Una vez a solas, Barbara lanzó una risita, burlándose de su idiotez de quinceañera. Cogió el corazón y lo contempló. I love Essex, pensó. Bien, habría podido hacerle una broma peor.

Vertió el resto del café en el fregadero y acabó sus tareas matutinas. Una vez lavados los dientes y peinada, con una mancha de colorete en cada mejilla como tributo a la feminidad, cogió el bolso, cerró la puerta con llave y subió por el sendero particular hacia la calle.

Salió por la cancela, pero se detuvo cuando lo vio.

El Bentley plateado de Lynley estaba aparcado en el camino.

– Se ha desviado un poco de su camino, ¿verdad, inspector? -dijo, cuando él bajó del coche.

– Winston me telefoneó. Dijo que anoche había dejado su coche en el Yard y que volvió a casa en taxi.

– Nos atizamos unas cuantas copas y me pareció la mejor solución.

– Eso me dijo. En esos casos, lo más prudente es no conducir. Pensé que tal vez le gustaría que la acompañara a Westminster. Esta mañana hay problemas en la Northern Line.

– ¿Cuándo no hay problemas en la Northern Line?

Lynley sonrió.

– ¿Y bien?

– Gracias.

Barbara arrojó el bolso al asiento de atrás y subió. Lynley se puso al volante, pero no encendió el motor, sino que sacó algo del bolsillo de la chaqueta. Se lo dio.

Barbara lo miró con curiosidad. Era una tarjeta de registro del hotel Black Angel, no era una tarjeta en blanco, lo cual tal vez la habría inducido a pensar que le estaba ofreciendo unas vacaciones en Derbyshire. Contenía los datos personales de un tal M. R. Davidson, con domicilio en West Sussex, así como la marca y la matrícula del coche que lo había llevado hasta allí, un Audi.

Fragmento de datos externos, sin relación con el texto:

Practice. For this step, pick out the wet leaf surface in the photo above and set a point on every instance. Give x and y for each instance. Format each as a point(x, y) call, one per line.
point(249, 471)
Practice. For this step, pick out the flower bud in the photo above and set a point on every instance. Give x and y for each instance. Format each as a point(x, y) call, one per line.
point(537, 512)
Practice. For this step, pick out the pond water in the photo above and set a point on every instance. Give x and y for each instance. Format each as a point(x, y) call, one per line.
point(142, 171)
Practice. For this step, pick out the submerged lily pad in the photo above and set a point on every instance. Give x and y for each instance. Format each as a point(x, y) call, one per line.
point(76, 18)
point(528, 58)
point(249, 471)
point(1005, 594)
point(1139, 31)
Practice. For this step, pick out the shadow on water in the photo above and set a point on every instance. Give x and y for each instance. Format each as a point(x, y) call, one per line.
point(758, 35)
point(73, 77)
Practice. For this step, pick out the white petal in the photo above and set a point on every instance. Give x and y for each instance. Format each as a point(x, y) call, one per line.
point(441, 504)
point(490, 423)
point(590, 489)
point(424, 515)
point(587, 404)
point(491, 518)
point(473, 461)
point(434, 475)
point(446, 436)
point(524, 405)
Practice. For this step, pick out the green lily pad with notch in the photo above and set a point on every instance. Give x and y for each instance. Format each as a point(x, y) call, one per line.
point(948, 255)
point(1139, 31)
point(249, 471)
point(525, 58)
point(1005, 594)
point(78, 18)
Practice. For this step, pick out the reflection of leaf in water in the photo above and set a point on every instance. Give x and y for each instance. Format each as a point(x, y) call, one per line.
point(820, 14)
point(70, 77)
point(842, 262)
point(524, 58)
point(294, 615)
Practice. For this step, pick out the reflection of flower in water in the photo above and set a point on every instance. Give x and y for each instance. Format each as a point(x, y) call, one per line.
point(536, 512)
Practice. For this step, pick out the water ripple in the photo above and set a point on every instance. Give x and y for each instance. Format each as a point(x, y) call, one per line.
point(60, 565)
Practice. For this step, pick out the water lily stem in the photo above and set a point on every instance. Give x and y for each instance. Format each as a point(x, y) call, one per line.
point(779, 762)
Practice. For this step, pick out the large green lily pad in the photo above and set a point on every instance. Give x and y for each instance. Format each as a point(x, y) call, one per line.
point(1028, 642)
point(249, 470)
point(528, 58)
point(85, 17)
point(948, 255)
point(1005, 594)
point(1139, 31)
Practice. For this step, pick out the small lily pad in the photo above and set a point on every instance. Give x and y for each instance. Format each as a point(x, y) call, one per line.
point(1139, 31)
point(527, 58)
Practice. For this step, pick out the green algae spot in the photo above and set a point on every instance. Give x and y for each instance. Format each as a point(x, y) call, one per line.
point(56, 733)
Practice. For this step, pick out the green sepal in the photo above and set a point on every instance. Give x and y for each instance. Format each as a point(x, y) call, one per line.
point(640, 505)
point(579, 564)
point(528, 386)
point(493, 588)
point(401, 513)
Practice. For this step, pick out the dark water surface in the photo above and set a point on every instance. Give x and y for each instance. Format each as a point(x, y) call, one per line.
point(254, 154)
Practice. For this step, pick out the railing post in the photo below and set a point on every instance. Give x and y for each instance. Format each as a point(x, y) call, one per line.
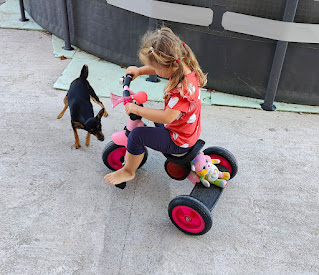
point(23, 18)
point(279, 58)
point(152, 25)
point(65, 23)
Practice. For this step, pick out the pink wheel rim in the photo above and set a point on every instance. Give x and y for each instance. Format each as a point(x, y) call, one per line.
point(223, 162)
point(188, 219)
point(114, 158)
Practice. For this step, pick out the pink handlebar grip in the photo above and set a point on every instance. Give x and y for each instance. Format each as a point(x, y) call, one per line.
point(140, 97)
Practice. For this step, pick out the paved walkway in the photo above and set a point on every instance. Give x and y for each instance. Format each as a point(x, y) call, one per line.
point(58, 216)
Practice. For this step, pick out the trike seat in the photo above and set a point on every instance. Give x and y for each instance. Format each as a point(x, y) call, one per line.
point(188, 156)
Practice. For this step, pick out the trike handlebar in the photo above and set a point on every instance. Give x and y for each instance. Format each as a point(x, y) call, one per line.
point(126, 84)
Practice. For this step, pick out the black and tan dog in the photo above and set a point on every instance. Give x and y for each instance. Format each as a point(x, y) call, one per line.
point(81, 109)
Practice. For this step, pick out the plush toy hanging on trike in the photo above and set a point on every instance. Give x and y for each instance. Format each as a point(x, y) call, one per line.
point(208, 170)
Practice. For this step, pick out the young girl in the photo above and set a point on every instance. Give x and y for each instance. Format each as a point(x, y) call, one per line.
point(178, 126)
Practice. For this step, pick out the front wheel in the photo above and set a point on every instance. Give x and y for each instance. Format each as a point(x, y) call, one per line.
point(113, 156)
point(190, 215)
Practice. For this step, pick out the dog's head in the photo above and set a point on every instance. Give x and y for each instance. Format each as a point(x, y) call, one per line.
point(93, 126)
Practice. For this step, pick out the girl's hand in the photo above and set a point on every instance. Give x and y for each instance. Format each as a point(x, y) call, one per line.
point(131, 108)
point(133, 70)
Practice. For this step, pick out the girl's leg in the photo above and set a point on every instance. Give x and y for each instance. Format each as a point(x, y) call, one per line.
point(157, 138)
point(127, 172)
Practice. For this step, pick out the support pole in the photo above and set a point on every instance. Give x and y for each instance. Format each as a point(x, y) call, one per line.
point(23, 18)
point(66, 30)
point(152, 25)
point(279, 58)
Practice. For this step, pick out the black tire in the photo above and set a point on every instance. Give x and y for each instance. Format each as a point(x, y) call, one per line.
point(228, 156)
point(117, 163)
point(201, 219)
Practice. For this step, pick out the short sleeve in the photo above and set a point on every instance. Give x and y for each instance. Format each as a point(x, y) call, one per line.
point(176, 102)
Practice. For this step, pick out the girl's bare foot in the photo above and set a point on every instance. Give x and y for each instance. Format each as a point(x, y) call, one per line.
point(119, 176)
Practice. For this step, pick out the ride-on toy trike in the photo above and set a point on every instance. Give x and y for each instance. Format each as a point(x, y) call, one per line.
point(189, 213)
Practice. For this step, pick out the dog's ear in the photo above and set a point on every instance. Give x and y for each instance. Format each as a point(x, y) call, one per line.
point(78, 125)
point(100, 114)
point(84, 72)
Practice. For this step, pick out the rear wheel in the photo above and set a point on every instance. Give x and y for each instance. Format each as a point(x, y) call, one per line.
point(190, 215)
point(113, 156)
point(227, 159)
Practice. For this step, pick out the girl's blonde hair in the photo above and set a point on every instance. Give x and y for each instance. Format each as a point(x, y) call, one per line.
point(164, 48)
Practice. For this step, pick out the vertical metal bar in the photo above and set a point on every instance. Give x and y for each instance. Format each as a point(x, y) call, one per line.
point(23, 18)
point(152, 26)
point(279, 58)
point(65, 23)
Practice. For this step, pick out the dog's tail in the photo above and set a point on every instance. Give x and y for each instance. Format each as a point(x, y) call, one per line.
point(84, 72)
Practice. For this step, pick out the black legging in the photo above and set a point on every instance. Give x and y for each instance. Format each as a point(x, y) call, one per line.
point(157, 138)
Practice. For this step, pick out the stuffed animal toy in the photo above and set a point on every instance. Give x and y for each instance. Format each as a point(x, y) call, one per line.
point(208, 173)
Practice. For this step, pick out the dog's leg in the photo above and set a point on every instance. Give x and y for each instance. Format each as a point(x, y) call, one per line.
point(97, 101)
point(66, 105)
point(76, 125)
point(87, 143)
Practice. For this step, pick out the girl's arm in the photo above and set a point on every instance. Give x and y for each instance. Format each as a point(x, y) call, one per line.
point(135, 71)
point(160, 116)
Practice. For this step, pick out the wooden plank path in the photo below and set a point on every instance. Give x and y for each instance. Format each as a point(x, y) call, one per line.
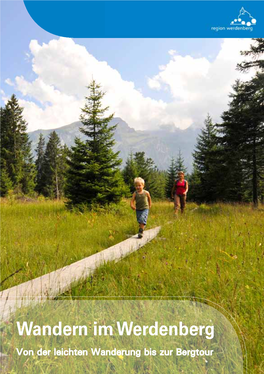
point(59, 281)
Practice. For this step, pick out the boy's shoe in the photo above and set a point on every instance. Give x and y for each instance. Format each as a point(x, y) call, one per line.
point(140, 233)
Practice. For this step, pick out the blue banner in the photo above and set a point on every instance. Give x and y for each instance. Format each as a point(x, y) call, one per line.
point(149, 19)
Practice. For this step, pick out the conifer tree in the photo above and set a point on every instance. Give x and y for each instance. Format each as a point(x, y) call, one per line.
point(93, 176)
point(53, 166)
point(40, 181)
point(179, 164)
point(243, 131)
point(206, 162)
point(130, 172)
point(170, 179)
point(16, 148)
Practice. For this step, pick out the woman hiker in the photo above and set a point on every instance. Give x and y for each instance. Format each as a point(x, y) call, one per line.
point(179, 192)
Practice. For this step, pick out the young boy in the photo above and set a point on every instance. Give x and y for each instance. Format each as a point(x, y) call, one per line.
point(143, 204)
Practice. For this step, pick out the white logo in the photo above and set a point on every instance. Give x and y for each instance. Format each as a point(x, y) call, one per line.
point(244, 18)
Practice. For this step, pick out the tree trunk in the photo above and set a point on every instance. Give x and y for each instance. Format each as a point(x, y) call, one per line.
point(254, 179)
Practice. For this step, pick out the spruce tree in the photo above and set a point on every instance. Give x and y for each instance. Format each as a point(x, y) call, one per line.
point(93, 176)
point(53, 175)
point(40, 151)
point(207, 164)
point(130, 172)
point(243, 136)
point(170, 179)
point(179, 164)
point(16, 148)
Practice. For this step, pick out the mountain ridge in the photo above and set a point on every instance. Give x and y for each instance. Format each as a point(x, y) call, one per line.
point(161, 145)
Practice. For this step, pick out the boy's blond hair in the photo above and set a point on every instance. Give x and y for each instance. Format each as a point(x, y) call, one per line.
point(139, 180)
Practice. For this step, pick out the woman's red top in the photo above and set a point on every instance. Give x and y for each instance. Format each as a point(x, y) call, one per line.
point(180, 187)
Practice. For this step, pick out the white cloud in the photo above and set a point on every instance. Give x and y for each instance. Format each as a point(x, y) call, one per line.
point(199, 86)
point(64, 69)
point(9, 82)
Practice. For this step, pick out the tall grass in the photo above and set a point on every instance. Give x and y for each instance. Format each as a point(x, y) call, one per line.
point(212, 252)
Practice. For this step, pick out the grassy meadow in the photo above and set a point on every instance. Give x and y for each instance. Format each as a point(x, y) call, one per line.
point(212, 252)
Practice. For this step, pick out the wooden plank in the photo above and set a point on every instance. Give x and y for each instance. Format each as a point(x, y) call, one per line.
point(61, 280)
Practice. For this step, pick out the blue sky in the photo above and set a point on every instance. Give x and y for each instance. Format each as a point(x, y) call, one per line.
point(154, 67)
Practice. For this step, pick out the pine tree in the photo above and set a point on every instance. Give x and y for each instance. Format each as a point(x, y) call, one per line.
point(93, 176)
point(53, 168)
point(170, 179)
point(179, 164)
point(207, 164)
point(40, 181)
point(243, 136)
point(130, 172)
point(16, 147)
point(252, 101)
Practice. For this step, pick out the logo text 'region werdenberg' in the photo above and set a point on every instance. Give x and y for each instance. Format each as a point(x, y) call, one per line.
point(244, 22)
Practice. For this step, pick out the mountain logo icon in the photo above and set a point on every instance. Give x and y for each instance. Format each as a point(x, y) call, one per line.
point(244, 18)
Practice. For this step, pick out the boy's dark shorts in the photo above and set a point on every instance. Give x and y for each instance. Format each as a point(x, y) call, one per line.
point(142, 216)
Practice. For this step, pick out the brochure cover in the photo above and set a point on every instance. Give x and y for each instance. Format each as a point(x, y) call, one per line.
point(132, 187)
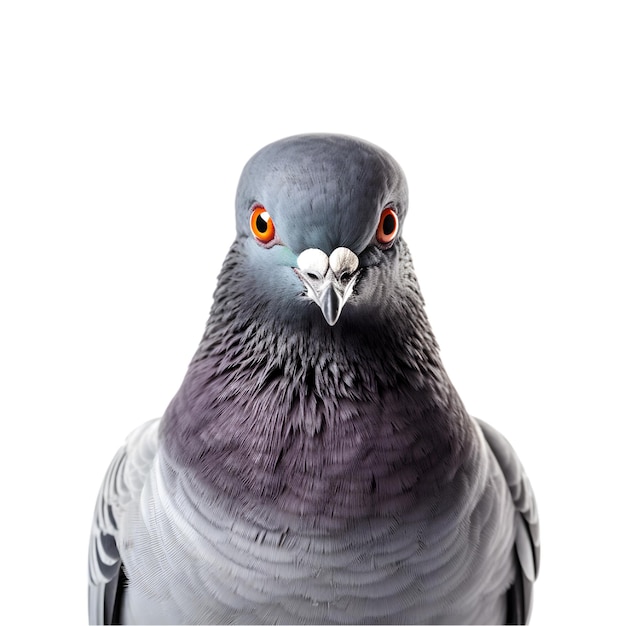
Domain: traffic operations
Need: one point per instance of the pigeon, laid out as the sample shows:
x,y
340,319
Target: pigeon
x,y
316,464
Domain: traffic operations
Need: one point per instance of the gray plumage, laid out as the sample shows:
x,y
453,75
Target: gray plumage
x,y
316,465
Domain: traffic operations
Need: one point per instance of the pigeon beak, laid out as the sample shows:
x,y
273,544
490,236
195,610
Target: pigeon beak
x,y
329,281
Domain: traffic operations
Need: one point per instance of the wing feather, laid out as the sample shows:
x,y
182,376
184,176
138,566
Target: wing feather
x,y
122,483
526,525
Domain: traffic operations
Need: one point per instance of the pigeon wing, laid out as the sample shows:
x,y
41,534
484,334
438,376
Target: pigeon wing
x,y
122,484
526,526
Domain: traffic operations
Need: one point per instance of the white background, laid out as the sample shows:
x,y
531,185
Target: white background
x,y
123,130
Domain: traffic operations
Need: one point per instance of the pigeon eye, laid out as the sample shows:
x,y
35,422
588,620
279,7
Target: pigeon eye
x,y
387,226
261,225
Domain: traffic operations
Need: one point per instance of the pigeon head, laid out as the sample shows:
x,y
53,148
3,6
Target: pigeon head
x,y
316,215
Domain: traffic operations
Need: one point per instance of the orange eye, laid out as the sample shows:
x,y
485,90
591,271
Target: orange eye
x,y
261,225
387,226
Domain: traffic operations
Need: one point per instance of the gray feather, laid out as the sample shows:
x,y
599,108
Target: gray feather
x,y
316,466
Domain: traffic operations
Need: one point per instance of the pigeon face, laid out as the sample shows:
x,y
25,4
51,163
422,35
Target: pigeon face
x,y
319,214
316,464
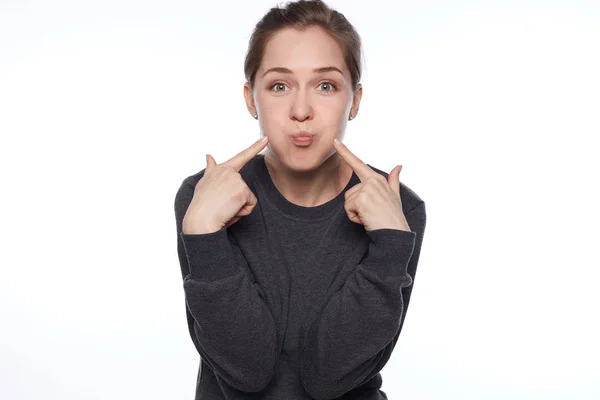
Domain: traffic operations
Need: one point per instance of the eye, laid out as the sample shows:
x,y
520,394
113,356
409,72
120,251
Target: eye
x,y
328,86
279,87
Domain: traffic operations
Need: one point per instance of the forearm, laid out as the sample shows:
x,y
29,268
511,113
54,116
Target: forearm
x,y
348,342
233,325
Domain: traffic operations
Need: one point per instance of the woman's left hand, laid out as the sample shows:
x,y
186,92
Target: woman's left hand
x,y
374,202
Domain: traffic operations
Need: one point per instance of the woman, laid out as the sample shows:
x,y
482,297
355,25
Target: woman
x,y
297,264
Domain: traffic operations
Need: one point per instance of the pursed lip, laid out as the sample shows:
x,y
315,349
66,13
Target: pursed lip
x,y
302,134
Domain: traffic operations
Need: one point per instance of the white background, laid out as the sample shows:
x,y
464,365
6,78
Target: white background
x,y
493,108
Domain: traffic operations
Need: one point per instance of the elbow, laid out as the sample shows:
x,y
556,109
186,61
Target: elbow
x,y
319,388
261,378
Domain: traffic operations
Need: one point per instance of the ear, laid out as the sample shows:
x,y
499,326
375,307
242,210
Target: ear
x,y
249,97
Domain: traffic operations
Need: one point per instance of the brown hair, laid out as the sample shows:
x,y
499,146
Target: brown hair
x,y
301,15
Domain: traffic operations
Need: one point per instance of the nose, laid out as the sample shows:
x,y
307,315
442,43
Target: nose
x,y
301,108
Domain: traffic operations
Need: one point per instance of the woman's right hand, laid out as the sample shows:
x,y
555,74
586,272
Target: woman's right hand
x,y
221,196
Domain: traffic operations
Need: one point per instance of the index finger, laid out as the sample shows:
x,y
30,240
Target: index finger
x,y
362,170
240,159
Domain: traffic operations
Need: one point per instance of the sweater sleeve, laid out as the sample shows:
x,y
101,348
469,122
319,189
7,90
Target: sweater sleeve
x,y
231,326
353,336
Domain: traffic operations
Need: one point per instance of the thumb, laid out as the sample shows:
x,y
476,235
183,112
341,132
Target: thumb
x,y
394,179
210,162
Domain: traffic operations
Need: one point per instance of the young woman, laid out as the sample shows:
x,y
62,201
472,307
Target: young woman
x,y
298,264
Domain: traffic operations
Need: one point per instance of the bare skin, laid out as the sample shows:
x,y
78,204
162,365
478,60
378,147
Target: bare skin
x,y
295,97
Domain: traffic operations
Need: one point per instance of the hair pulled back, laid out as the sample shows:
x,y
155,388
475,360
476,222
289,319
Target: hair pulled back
x,y
303,14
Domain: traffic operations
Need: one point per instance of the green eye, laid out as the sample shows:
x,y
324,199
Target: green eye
x,y
279,86
329,87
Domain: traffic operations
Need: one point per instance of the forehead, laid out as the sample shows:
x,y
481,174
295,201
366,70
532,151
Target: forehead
x,y
301,50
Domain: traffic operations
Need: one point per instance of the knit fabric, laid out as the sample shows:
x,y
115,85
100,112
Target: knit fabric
x,y
295,302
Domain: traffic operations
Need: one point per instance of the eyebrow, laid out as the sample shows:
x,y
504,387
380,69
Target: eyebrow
x,y
316,70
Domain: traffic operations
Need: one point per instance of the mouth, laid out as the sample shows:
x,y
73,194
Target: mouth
x,y
302,138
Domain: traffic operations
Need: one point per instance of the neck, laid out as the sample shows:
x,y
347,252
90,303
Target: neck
x,y
309,188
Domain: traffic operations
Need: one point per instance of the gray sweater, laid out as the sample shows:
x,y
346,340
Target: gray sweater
x,y
296,302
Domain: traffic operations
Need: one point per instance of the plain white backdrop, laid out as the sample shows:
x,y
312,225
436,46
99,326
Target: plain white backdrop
x,y
493,108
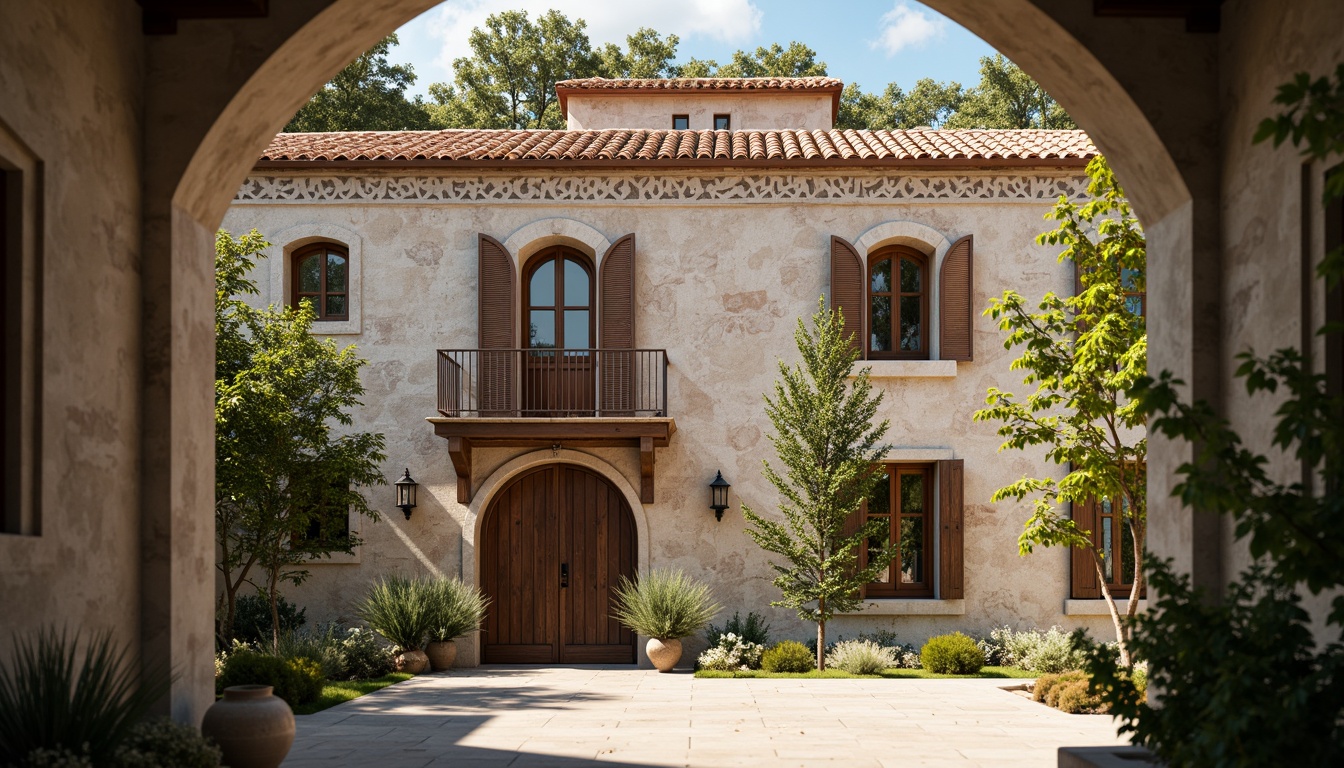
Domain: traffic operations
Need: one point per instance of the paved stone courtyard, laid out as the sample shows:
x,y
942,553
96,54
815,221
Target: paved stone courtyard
x,y
620,716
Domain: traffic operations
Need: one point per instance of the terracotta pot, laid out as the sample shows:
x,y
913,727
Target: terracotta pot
x,y
253,728
413,662
441,654
664,654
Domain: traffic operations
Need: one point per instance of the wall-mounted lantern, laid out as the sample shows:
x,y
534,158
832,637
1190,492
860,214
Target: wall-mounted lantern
x,y
719,495
406,494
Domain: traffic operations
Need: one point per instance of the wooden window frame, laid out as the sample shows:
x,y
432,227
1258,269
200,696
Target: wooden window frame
x,y
895,253
894,588
320,297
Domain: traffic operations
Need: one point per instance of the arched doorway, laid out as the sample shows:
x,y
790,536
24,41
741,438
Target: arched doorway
x,y
553,545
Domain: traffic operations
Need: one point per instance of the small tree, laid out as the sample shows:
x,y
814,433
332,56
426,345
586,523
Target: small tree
x,y
825,439
1085,354
280,467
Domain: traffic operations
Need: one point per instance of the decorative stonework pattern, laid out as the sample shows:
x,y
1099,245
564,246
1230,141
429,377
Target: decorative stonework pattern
x,y
762,187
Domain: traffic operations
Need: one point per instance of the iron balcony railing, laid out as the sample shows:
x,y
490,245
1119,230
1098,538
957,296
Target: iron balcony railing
x,y
543,382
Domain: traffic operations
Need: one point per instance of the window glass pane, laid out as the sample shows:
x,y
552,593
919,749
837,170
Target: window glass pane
x,y
335,273
910,277
311,273
540,331
575,284
880,323
542,291
575,328
910,326
880,276
911,550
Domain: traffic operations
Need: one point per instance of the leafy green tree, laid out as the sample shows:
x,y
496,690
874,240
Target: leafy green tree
x,y
827,443
281,394
1085,354
1250,678
368,94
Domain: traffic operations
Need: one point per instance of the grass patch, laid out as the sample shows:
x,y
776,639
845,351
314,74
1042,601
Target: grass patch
x,y
339,692
891,674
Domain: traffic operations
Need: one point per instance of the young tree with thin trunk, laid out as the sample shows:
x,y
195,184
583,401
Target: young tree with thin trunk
x,y
1085,354
827,443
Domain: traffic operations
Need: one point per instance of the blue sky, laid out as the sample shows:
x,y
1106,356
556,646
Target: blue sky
x,y
870,42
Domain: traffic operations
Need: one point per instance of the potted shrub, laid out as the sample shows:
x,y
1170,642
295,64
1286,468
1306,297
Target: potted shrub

– Vale -dijo Barbara-. No lo capto. ¿Qué es esto?

– Un recuerdo para usted.

– Ah. -Barbara supuso que ahora sí iba a arrancar. Pero Linley se limitó a esperar-. ¿Un recuerdo de qué?

– Hanken creía que el asesino se había hospedado en el hotel Black Angel la noche de los crímenes. Revisó las tarjetas de todos los huéspedes mediante la DVLA, para ver si alguno conducía un coche registrado a un nombre diferente del que había consignado en la tarjeta. Este era el único que no coincidía.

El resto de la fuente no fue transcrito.